At 38 for 5, when all hope seemed lost, de Grandhomme counter-attacked. He kept Australia at bay for the next 23 overs, putting on a nearly one-sided 69-run partnership with BJ Watling for the sixth wicket. The all-rounder raised a quick fifty with a six off Lyon but in an attempt to go aerial again, holed out to Burns off the very next delivery. The wicket opened the floodgates, even though Todd Astle briefly entertained with his cameo of 17 off 18 to delay the inevitable. Starc yorked out William Somerville for 7, and then Lyon went on to complete his ten-wicket match haul – and with that, the formalities – by ending Watling’s 108-ball vigil on 19 runs.
Earlier in the day, Warner converted his overnight partnership with Burns to 107 and then added 110 more with Marnus Labuschagne to stretch Australia’s lead to 420 before the home team declared their second innings. On an overcast morning and a probable target of 450 in mind, a comfortable overnight lead of 243 and all ten wickets intact afforded Warner and Burns the liberty to attack from the word go.
In fact, quick runs were the mantra evident Labuschagne’s quick scoring as the home team sought declaration at the earliest. While Warner looked to fetch some quick runs via boundaries, Burns dealt in sixes – hitting both New Zealand spinners for one each before departing for 39. Warner meanwhile raised his 31st Test half-century, off only 82 deliveries.
New Zealand’s only success came nearly an hour into the day’s play when Todd Astle followed up the classic leg-spin delivery with a well-disguised wrong’un to fox Burns out at the stroke of the drinks break. The Australian opener completely failed to read the googly that was pitched on the off and spun back into the batsman who was beaten on the inside edge. Denied the loud LBW appeal, confident New Zealand took the call upstairs and three reds on the ball-tracking forced Aleem Dar to overturn his original call.
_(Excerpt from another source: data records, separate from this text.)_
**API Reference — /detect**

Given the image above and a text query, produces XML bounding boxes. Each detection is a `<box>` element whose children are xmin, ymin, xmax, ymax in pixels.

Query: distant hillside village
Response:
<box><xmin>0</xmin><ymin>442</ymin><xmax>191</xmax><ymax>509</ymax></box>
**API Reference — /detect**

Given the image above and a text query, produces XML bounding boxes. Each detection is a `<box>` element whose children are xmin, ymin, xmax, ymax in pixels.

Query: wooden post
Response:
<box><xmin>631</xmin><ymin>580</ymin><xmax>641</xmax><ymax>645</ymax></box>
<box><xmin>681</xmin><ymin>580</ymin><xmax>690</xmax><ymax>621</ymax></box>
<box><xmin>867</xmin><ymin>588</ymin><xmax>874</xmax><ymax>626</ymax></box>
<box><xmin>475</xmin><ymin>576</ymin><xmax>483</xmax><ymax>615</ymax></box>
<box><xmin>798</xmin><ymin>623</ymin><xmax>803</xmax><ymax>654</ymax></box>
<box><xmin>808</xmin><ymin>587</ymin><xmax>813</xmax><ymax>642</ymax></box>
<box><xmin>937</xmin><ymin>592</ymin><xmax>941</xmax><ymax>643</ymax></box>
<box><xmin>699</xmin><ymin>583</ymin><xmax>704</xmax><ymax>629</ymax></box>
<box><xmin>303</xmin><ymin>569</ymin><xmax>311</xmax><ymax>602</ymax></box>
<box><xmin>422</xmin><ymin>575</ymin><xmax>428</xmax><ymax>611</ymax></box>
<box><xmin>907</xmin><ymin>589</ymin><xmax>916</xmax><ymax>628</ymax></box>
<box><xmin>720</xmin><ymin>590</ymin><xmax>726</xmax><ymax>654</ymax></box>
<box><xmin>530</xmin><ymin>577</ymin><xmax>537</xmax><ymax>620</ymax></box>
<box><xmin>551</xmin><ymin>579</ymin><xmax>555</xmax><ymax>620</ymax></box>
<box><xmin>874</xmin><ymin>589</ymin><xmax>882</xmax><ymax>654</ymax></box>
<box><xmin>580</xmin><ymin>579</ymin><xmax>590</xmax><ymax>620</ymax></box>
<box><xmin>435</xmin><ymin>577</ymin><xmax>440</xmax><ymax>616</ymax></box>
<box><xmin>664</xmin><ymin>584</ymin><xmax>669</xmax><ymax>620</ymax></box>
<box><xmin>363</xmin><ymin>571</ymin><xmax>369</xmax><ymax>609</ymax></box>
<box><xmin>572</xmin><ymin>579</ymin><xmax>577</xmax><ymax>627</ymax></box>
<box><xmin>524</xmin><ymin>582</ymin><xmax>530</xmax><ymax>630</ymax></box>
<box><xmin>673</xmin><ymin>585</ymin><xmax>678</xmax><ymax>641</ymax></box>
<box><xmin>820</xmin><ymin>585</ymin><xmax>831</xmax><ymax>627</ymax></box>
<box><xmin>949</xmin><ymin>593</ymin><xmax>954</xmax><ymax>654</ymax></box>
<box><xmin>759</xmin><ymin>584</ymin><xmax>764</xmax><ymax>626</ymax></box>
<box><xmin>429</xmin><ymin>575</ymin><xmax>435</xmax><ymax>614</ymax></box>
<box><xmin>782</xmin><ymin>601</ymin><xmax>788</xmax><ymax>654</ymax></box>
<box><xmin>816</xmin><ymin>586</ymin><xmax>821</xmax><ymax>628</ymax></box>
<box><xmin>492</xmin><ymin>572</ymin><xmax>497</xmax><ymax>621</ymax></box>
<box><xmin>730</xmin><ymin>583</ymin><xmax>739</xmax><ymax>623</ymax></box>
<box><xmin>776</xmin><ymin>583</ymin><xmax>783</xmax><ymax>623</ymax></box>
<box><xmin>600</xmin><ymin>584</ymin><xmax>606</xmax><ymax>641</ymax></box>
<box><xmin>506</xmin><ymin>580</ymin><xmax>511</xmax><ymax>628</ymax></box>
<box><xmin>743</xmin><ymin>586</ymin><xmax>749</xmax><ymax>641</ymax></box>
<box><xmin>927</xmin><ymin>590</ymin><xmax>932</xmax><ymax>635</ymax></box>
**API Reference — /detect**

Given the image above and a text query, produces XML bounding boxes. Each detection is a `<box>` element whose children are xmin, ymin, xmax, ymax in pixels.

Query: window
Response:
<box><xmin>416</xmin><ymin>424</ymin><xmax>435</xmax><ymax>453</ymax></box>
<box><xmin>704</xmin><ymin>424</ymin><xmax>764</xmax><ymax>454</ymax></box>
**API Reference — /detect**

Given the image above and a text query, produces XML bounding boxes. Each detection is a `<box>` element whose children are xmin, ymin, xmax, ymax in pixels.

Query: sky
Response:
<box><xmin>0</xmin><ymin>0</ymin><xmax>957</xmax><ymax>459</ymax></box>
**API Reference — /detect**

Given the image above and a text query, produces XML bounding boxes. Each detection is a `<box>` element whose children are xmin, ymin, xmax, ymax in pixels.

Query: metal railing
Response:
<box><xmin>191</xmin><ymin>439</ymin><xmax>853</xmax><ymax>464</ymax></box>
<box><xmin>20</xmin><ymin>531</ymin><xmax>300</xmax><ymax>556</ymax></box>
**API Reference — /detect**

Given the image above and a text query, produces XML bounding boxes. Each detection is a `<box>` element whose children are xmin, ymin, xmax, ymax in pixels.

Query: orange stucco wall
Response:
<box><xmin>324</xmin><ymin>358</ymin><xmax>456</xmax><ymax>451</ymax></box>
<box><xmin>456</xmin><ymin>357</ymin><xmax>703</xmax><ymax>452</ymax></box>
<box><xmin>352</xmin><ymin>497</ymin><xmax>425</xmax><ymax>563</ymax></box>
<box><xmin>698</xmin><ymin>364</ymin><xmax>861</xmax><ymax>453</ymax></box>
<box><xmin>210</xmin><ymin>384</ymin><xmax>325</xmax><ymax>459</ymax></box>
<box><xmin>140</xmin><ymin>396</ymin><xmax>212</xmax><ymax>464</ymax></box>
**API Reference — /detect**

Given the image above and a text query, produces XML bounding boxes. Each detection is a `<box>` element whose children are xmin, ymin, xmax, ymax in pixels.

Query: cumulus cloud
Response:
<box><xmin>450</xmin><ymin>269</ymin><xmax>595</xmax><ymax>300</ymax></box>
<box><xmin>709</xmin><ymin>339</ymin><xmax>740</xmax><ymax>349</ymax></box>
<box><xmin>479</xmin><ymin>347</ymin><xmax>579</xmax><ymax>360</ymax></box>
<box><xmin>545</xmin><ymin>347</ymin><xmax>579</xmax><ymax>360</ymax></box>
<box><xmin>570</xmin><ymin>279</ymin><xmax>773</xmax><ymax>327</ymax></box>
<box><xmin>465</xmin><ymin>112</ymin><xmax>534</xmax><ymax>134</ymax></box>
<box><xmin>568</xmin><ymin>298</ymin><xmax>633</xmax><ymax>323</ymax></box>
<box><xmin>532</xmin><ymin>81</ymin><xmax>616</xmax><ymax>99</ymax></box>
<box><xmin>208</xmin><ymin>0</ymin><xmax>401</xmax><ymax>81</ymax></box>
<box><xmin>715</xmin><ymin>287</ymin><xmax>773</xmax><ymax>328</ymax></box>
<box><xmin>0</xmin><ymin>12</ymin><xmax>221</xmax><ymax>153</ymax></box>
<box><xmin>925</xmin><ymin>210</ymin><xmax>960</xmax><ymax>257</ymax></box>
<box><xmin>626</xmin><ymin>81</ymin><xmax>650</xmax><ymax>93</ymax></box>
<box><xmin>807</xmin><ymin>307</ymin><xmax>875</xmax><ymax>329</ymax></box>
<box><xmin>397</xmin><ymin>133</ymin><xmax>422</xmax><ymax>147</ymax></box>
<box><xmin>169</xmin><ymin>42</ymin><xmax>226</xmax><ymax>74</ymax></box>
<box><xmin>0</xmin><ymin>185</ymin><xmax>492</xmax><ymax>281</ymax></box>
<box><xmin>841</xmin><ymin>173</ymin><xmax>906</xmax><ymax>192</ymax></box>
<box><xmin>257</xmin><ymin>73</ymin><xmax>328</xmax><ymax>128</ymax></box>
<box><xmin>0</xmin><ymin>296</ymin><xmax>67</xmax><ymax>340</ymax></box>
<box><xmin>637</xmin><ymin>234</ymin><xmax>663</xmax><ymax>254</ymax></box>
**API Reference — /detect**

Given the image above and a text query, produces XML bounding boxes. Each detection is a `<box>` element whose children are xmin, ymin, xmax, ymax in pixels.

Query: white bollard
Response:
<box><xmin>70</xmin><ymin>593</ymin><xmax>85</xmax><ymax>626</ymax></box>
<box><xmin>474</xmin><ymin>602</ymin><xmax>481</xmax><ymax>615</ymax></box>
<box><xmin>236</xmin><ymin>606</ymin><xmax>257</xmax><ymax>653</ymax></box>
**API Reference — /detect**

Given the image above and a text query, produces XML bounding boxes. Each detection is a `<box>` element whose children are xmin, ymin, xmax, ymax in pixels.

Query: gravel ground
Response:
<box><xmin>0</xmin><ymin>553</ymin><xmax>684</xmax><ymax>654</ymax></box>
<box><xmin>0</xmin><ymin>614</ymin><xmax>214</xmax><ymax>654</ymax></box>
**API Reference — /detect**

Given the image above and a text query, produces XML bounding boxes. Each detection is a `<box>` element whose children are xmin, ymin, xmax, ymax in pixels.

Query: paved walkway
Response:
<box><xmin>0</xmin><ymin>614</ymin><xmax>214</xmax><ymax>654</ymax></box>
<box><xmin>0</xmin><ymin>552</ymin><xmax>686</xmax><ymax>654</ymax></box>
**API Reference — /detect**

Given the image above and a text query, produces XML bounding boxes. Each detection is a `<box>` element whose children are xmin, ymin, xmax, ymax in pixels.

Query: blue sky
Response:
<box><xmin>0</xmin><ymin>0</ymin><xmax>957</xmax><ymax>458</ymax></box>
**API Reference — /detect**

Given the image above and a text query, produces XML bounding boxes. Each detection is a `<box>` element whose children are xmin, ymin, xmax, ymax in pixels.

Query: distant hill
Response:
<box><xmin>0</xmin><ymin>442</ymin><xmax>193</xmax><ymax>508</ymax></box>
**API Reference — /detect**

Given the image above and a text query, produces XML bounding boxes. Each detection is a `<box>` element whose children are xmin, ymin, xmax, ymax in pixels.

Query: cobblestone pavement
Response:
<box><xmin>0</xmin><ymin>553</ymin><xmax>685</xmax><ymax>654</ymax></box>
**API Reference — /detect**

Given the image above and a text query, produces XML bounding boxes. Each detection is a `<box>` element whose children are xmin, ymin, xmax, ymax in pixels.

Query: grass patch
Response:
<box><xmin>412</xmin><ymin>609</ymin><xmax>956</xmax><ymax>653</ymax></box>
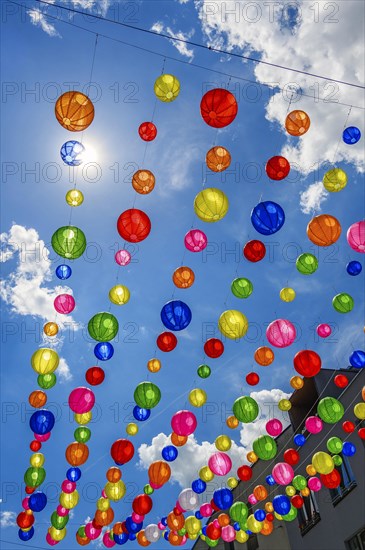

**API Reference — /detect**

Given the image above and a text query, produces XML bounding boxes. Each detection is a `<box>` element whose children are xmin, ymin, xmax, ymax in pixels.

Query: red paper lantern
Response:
<box><xmin>117</xmin><ymin>209</ymin><xmax>151</xmax><ymax>243</ymax></box>
<box><xmin>291</xmin><ymin>495</ymin><xmax>304</xmax><ymax>508</ymax></box>
<box><xmin>204</xmin><ymin>338</ymin><xmax>224</xmax><ymax>358</ymax></box>
<box><xmin>30</xmin><ymin>440</ymin><xmax>42</xmax><ymax>452</ymax></box>
<box><xmin>138</xmin><ymin>122</ymin><xmax>157</xmax><ymax>141</ymax></box>
<box><xmin>25</xmin><ymin>486</ymin><xmax>36</xmax><ymax>495</ymax></box>
<box><xmin>200</xmin><ymin>89</ymin><xmax>238</xmax><ymax>128</ymax></box>
<box><xmin>237</xmin><ymin>465</ymin><xmax>252</xmax><ymax>481</ymax></box>
<box><xmin>85</xmin><ymin>366</ymin><xmax>105</xmax><ymax>386</ymax></box>
<box><xmin>283</xmin><ymin>448</ymin><xmax>300</xmax><ymax>466</ymax></box>
<box><xmin>265</xmin><ymin>156</ymin><xmax>290</xmax><ymax>180</ymax></box>
<box><xmin>320</xmin><ymin>469</ymin><xmax>341</xmax><ymax>489</ymax></box>
<box><xmin>206</xmin><ymin>522</ymin><xmax>221</xmax><ymax>540</ymax></box>
<box><xmin>334</xmin><ymin>374</ymin><xmax>348</xmax><ymax>388</ymax></box>
<box><xmin>246</xmin><ymin>372</ymin><xmax>259</xmax><ymax>386</ymax></box>
<box><xmin>156</xmin><ymin>331</ymin><xmax>177</xmax><ymax>352</ymax></box>
<box><xmin>293</xmin><ymin>350</ymin><xmax>321</xmax><ymax>377</ymax></box>
<box><xmin>243</xmin><ymin>240</ymin><xmax>266</xmax><ymax>262</ymax></box>
<box><xmin>17</xmin><ymin>511</ymin><xmax>34</xmax><ymax>529</ymax></box>
<box><xmin>266</xmin><ymin>513</ymin><xmax>274</xmax><ymax>522</ymax></box>
<box><xmin>132</xmin><ymin>494</ymin><xmax>153</xmax><ymax>516</ymax></box>
<box><xmin>110</xmin><ymin>439</ymin><xmax>135</xmax><ymax>465</ymax></box>
<box><xmin>342</xmin><ymin>420</ymin><xmax>355</xmax><ymax>433</ymax></box>
<box><xmin>358</xmin><ymin>428</ymin><xmax>365</xmax><ymax>440</ymax></box>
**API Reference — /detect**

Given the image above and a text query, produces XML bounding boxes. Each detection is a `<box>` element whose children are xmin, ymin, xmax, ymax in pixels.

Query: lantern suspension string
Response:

Warner went past current coach Justin Langer’s tally of 23 Test tons with his 24th that came shortly after Lunch. Meanwhile, Labuschagne, dropped on 4 when Astle failed to take the return catch, made New Zealand pay by adding 55 more to his tally. He sacrificed his wicket for the team’s cause, uncharacteristically going for a glory shot and getting caught at long-on. The dismissal prompted Tim Paine to declare, leaving Warner unbeaten on 111. The hosts, however, were docked a penalty of five runs for both Warner and Labuschagne were warned for running on the pitch during the fag end of their second-wicket stand.
Brief scores: Australia 454 (MArnus Labuschagne 214, Steven Smith 63; Neil Wagner 3-66, Colin de Grandhomme 3-78) and 217/2 decl (David Warner 111*, Marnus Labuschagne 59; Matt Henry 1-54, Todd Astle 1-41)beat New Zealand 256 (Glenn Phillips 52, Tom Latham 49; Nathan Lyon 5-68) and 136 (Colin de Grandhomme 52, Nathan Lyon 5-50)by 279 runs.